Angelina Jolie’s recent brave decision to go ahead with a pre-emptive double mastectomy and her frank publication, calls to mind another brave decision made more than two hundred years ago.
Having to make life-changing decisions while you’re reeling from shock at a diagnosis is incredibly difficult. The physician sets before you the type and degree of aggression of your cancer, a five year percentage survival rate for each of the possible treatments and says, “You choose.”
It is not always as stark as that, but it can be. Ultimately, you have to make very difficult decisions. No-one can say, “This is the way. If you follow it, you will get well.”
This is one reason to be thankful for the support of other breast cancer survivors and groups like the Breast Cancer Network and the Cancer Council. They’ve been there. They know what you’re going through. They can help you fight your way through the fog.
If you already have warning of a time bomb ticking away in the form of a breast cancer gene, maybe before it happens is a better time to make a decision.
One thing is certain: the decision must be made by you. Gather all the information; add up the odds; make the decision. If you can afford it!
Medical Insurance regards pre-emptive breast surgery and reconstruction as cosmetic. Yes, girls, a double mastectomy is cosmetic! Where are these people coming from? Even in the 1920s they didn’t take fashion that far!
While researching capitalisation in letters and diaries, I came across a letter from the 18th and 19th century novelist and diarist, Frances Burney (Madame D’Arblay) to her sister. In it she describes her 1811 mastectomy conducted without anaesthetic in France by seven surgeons (one to perform the surgery, the other six to hold her down. Although she says she refused to be held).

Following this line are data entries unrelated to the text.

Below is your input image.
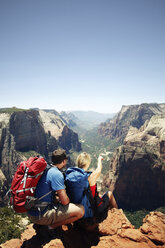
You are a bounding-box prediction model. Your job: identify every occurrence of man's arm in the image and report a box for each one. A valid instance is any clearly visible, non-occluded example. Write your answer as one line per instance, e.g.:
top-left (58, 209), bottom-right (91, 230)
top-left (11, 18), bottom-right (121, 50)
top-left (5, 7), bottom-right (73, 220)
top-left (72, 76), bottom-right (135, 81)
top-left (88, 155), bottom-right (103, 186)
top-left (56, 189), bottom-right (70, 205)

She describes the procedure, her reactions and her agony in graphic detail. And, yes, she used capitals (Though not as many as she might!), ruining my theory that only nouns were capitalised. She used the adjective ‘Bright’.
Her experience traumatised her so much that she could not bring herself to write about it for nine months. If you have not already seen it, her unabridged letter can be found here.
Some people speculate that Fanny’s breast lump could not have been cancer, but I like to think that she was rewarded for her courage and fortitude because she lived another 29 years to the grand old age of 87. She published her most famous novel Evelina when she was 26, married at 41, had one son, and lived a full life after the shocking trauma of her surgery, her journal letters giving us great social insight into her life and times.
In our time, however hard our journey, at least, we can be thankful that we do not have to endure surgery without anaesthetic.
Bravo, Madame D’Arblay! We can all learn Something from your Courage.